As Congress debates repealing the Biden Administration’s minimum staffing rules for nursing homes, a new study from LDI Senior Fellow Kira Ryskina and LDI Executive Director Rachel M. Werner found that nursing home staffing hours decreased after a change in ownership.

When hospitalized patients are discharged to nursing homes for post-acute or long-term care, they want recommendations on where to go, according to Ryskina. Case managers refer them to a site from the Centers for Medicare & Medicaid Services (CMS) with nursing home quality ratings on a 5-star scale. However, the site lacks information that patients and caregivers might want to know about who owns the facility. 

Mounting evidence shows that being bought by a private equity group is linked to poor patient outcomes, including mortality. However, many nursing home acquisitions involve other types of owners, so Ryskina, Werner, and colleagues studied the effects of a broader set of ownership changes. 

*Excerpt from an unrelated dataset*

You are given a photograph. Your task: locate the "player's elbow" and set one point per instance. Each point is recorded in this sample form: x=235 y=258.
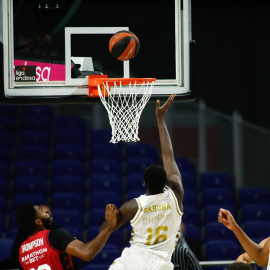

To investigate how 5-star ratings change after ownership transitions, the researchers used newly released 2016-2022 CMS data on nearly 3,600 nursing homes that changed owners. They used the 5-star system as an indicator of overall quality, and quality of its three individual components, which are for health inspections, a combination of clinical measures (such as for bedsores, catheter use, or restraints), and staffing.

A Small, Negative Impact on Staffing

One in five nursing homes changed ownership over seven years. Consistent with previous studies, most acquired facilities showed indications of financial struggles such as lower star ratings and occupancy, and a higher percentage of stays covered by Medicaid. “Change could theoretically be good for these nursing homes,” Ryskina said. “But we needed to see the impact of having new owners.”

Overall quality ratings decreased slightly with ownership change, by about 0.1 points on the 5-star scale. The health inspection component showed a small decline and the composite of clinical measures increased—a result that requires more investigation, the authors said. It might be from efficiency gains or from changes in the way quality measures are reported by the new owners. The decrease in overall quality was driven by a reduction of about 0.2 points for the staffing rating.

Changes in Staffing Ratings Before and After Nursing Home Ownership Transfer graphic

Staffing levels dropped most notably for registered nurses, measured by hours per resident per day and compared to nurses in more administrative roles. Those analyses used 2017-2022 payroll-based data for different nursing roles. The reasons for the changes need further study but could be caused by nurses leaving or by staff reductions and other changes by the new owners. 

Nursing Home Ownership Information Would Benefit Patients

“Overall, we observed a negative, albeit small impact of change of ownership on the 5-star quality ratings,” Ryskina said. “Our current work extends the literature about the negative impact of private equity acquisitions on patient outcomes to other types of ownership changes, but also shows the impact on the 5-star ratings is relatively small.”

Ryskina said that patients and families may benefit from information about ownership. CMS might add easily interpreted information about ownership to the nursing home 5-star comparison site, such as a flag indicating recent ownership change. Ryskina and coauthors join other researchers in calling for greater CMS scrutiny of nursing home ownership, as a matter of transparency and accountability, with billions of taxpayer dollars annually supporting these facilities. 

“Everyone in this field is trying to improve patient care,” Ryskina said. “CMS can help by making it easier for families to make informed choices with more transparent, easy-to-understand public information about nursing home ownership.”


The study, “Nursing Home Compare Star Ratings Before Versus After a Change in Nursing Home Ownership,” was published on July 29, 2024 in the Journal of the American Geriatrics Society. Authors include Kira L. Ryskina, Emily Tu, Junning Liang, Seiyoun Kim, and Rachel M. Werner.